Вторая моя персональная выставка была через пять лет. Опять же «белая кость», архитекторы, сказали: «Директор уходит в отпуск, сделаем выставку на один день, для своих». Но «своих» оказалось пол-Москвы, и когда я приехал на открытие, выставка уже закрывалась, поскольку я опоздал на 15 минут. Организатор мне грустно сообщил: «Ко мне сейчас подошел человек с красной книжечкой и сказал, что, если я не потушу в зале свет, завтра могу на работу не приходить». На что ему я ответил: «Тушите свет, зачем вам терять работу...»

А когда начались разные фрондерские выставки, вроде «бульдозерной», я в них не участвовал. Я был, как уже сказал, нарушителем закона, но потому, что этот закон был не прав с точки зрения меня, а не кого-то еще. И я собирался продолжать его нарушать. Но не с плакатом в руке, а тем, что я есть.

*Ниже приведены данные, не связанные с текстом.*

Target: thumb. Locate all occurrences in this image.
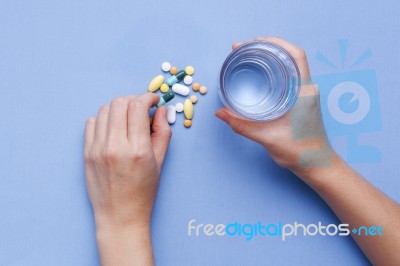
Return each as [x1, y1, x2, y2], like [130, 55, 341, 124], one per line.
[151, 106, 172, 167]
[215, 108, 265, 142]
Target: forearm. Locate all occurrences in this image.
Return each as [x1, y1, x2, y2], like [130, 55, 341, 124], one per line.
[295, 153, 400, 265]
[96, 224, 154, 266]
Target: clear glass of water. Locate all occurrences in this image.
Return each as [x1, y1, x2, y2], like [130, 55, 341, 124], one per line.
[219, 41, 300, 121]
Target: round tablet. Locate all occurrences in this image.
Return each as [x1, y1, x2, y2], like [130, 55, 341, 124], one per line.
[160, 83, 169, 93]
[175, 102, 184, 112]
[190, 95, 198, 104]
[170, 67, 178, 75]
[199, 86, 208, 94]
[183, 75, 193, 85]
[192, 83, 200, 91]
[185, 66, 195, 75]
[161, 62, 171, 72]
[184, 119, 192, 128]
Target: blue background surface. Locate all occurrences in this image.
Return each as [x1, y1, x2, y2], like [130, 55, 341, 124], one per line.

Жизнь в России я скушал полной ложкой

– Почему же все-таки уехали? Опять вдруг?

– Нет, как раз это было не вдруг, а глубоко осознанно. Я себе сказал: «Мне 43 года, свою жизнь здесь я могу считать законченной. Я умер. Эту жизнь я скушал полной ложкой, нахавался ее выше горла. И не сблевал. Не сблевал... А теперь поеду, посмотрю, как люди живут в другом мире, посмотрю, как другие художники пишут, вообще почувствую себя простым человеком, а не пушкинским старикашкой Пименом, который сидит и пишет на царя донос в будущее».

– И вы покидали страну как триумфатор?

– Какое там... В «Шереметьеве» метался между провожающими с огромной красной авоськой, в которую были напиханы какие-то не упакованные в чемоданы вещи, вытирая слезы не менее внушительных размеров платком. Уходя на посадку, швырнул платок в урну и сказал друзьям напоследок: «А сопли пусть останутся в России!»...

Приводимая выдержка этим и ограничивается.